Meuselwitz (dpa/th) - Knapp zwei Wochen nach dem Brandausbruch auf dem ehemaligen Kohlebergbaugelände bei Meuselwitz (Altenburger Land) schwelt das Feuer im Untergrund weiterhin. Der oberflächliche Brand ist gelöscht, jedoch haben sich durch Kohlereste Brandnester im Boden entwickelt, wie die Flächeneigentümerin, die Lausitzer und Mitteldeutschen Bergbau-Verwaltungsgesellschaft (LMBV) mitteilte. Am Wochenende werde ein Löschhubschrauber im Einsatz sein. Zuvor hatte der MDR berichtet.

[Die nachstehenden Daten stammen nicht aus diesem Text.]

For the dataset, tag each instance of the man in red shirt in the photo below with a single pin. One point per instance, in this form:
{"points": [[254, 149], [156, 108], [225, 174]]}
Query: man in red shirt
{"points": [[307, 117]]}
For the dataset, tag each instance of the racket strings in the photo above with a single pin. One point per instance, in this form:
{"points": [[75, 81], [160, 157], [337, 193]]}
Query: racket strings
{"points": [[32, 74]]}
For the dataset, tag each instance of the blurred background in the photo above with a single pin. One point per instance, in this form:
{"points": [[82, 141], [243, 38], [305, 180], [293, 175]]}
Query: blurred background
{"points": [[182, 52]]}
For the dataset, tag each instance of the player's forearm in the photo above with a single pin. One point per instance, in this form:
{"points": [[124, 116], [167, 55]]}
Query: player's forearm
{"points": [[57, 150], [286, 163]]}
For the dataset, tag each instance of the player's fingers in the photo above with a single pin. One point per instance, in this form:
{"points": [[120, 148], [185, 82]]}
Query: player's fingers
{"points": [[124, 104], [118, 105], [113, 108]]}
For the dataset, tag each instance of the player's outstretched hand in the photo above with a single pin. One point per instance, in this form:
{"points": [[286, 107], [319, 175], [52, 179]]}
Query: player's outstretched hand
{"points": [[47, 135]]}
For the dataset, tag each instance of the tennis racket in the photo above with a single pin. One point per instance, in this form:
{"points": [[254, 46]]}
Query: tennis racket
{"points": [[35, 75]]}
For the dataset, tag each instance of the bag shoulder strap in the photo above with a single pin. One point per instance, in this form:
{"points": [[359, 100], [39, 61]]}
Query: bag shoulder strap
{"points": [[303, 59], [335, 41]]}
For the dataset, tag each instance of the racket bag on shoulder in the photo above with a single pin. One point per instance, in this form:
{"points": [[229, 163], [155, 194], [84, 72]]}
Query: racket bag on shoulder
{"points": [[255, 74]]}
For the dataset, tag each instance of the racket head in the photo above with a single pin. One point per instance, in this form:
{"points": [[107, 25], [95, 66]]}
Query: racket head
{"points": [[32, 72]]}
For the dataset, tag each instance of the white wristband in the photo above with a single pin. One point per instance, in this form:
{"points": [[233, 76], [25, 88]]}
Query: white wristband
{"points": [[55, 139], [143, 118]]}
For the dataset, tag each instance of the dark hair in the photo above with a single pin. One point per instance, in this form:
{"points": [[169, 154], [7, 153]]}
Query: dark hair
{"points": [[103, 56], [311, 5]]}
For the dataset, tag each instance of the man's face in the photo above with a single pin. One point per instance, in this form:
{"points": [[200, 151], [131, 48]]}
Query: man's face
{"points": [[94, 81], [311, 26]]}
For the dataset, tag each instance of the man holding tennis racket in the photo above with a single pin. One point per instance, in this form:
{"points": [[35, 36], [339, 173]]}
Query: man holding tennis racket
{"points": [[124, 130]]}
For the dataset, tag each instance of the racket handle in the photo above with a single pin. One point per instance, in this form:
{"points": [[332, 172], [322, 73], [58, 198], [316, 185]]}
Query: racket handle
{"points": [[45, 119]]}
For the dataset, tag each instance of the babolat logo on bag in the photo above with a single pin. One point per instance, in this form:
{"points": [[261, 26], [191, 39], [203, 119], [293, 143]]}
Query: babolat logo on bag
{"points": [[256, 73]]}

Auf einer Fläche von acht Hektar brenne es in den ersten 50 Zentimetern des Bodens, erklärte die Bereichsleiterin Mitteldeutschland der LMBV, Elke Kreische-König. Nach vorbereitenden Probeflügen am Freitag werde der Hubschrauber am Samstag und Sonntag auf einer zwei Hektar großen Fläche Wasser versprühen. Dadurch soll geprüft werden, ob diese Maßnahme effektiv sei und das Wasser so weit in die Tiefe wirken kann, dass der Brand im Boden gelöscht werden kann.
"Wir wollen versuchen, so schnell wie möglich diese Schicht zu löschen, dass sie eben nicht mehr glimmt und glüht und Rauch entwickelt", sagte sie. Da nach wie vor Rauch aufsteige, sei ein weiteres Ziel, die Qualm- und Rauchbelästigung für die umliegende Bevölkerung einzudämmen.
Unklar, wann vollständig gelöscht
"Zum aktuellen Zeitpunkt ist leider keine Prognose möglich, wie schnell die Löscharbeiten an den unterirdischen Bränden zu Erfolg führen", hieß es von dem Unternehmen. Der Hubschrauber wird den Angaben nach am Wochenende täglich acht Stunden im Einsatz sein und dabei rund 160.000 Liter Wasser am Tag auf die abgesteckte Fläche bringen. Das Wasser werde aus dem sogenannten Restloch Zipsendorf entnommen.
Während der Hubschrauber im Einsatz ist, wird demnach aus Sicherheitsgründen von Freitagabend bis Sonntagabend die Kreisstraße K216 zwischen Mumsdorf und Falkenhain gesperrt.
Areal am Mittwoch übergeben
Vergangenen Freitag waren alle öffentlichen Einsatzkräfte abgezogen worden. "Mit den Mitteln der Feuerwehr wird der im Erdreich schwelende Brand kurz- und mittelfristig nicht zu löschen sein", hieß es in einer Mitteilung des Landratsamtes Altenburger Land. Am Mittwoch wurde das Areal, eine stillgelegte Kohlebergbaufläche eines ehemaligen Tagebaugebiets, an die LMBV übergeben.
Mit Blick auf das warme Wochenende ist es laut Bereichsleiterin oberstes Ziel, ein Wiederaufflammen des Brandes auf der Oberfläche zu verhindern. Sollte dies der Fall sein, würden die Einsatzkräfte der Feuerwehr wieder hinzugezogen werden.